Removing all the cancer is far more important than whether the operation is done open or laparoscopically. As such we ONLY offer minimally invasive surgery when we are certain we are removing all the cancer exactly as we would open. If at any point this becomes more difficult or there are unexpected findings, than we convert the operation from laparoscopic to open and complete the surgery open.

I met with a colorectal cancer surgeon at another hospital who did not mention the option of laparoscopic surgery. Does that mean I’m not eligible?

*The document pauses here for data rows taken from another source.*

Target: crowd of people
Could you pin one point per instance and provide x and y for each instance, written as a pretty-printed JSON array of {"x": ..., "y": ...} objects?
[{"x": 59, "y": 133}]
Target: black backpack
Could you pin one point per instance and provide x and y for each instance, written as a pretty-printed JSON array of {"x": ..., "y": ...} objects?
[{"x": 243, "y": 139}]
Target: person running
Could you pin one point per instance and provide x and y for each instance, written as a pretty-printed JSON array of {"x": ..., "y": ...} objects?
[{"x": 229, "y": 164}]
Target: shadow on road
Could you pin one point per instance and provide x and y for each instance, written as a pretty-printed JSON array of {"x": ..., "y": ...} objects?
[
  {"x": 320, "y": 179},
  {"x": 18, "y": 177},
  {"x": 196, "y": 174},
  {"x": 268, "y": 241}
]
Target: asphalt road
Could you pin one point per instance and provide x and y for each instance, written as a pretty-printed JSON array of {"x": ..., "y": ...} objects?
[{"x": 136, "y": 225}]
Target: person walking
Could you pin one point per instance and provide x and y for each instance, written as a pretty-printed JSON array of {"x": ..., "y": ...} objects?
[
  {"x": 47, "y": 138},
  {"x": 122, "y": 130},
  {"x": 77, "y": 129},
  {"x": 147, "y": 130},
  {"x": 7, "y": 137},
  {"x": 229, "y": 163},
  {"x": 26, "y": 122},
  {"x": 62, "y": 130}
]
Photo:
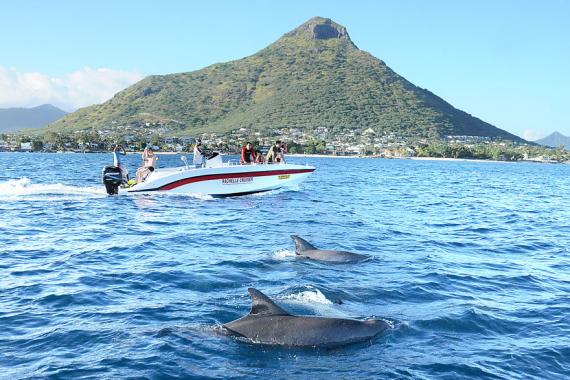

While we can’t speculate on cases without meeting you in person, it is entirely possible that your type of cancer cannot be removed laparoscopically. However, it is essential that a laparoscopic approach be considered. Not all surgeons treat colon and rectal cancer laparoscopically and it is possible that another look at your case could tell us that the minimally invasive approach is not only possible, but preferred. If you’d like to have a Sunnybrook colorectal cancer surgeon assess your case specifically, you can email us directly.

Types of minimally invasive colorectal cancer procedures

Laparoscopic right hemicolectomy

The right side of the colon (approx 1/3 of colon) is removed and the end of the small intestine is connected to the transverse colon.

Laparoscopic left hemicolectomy

The left side of the colon (approx 1/4 of colon) is removed and the transverse colon is reattached to the sigmoid colon.

Laparoscopic sigmoid colectomy

The sigmoid colon is removed and the descending colon is reattached to the upper rectum.

Laparoscopic low anterior resection

The majority of the rectum is removed at least 1-2 centimetres past the cancer and the colon is brought down into the pelvis to replace the removed portion of rectum. The colon is reattached to lower remaining rectum.

Laparoscopic abdominal perineal resection

The entire rectum and anus must be removed when the cancer involves the anal sphincter muscle. The end of the colon is brought out of abdominal wall and made into a permanent colostomy (pouch).

Laparoscopic multivisceral resection

The colon or rectum and other organs that the cancer has invaded are all removed in order to ensure the cancer is completely gone. In such a situation the reconstruction depends on the extent of what was necessary to remove in order to clear the cancer.

TAMIS

Transanal minimally invasive surgery. Small rectal lesions are laparoscopically removed through the anus with no scars at all.

TaTME

Transanal total mesorectal excision means the rectum is removed through the anus and the colon is brought down and reattached to the remaining rectum or anus.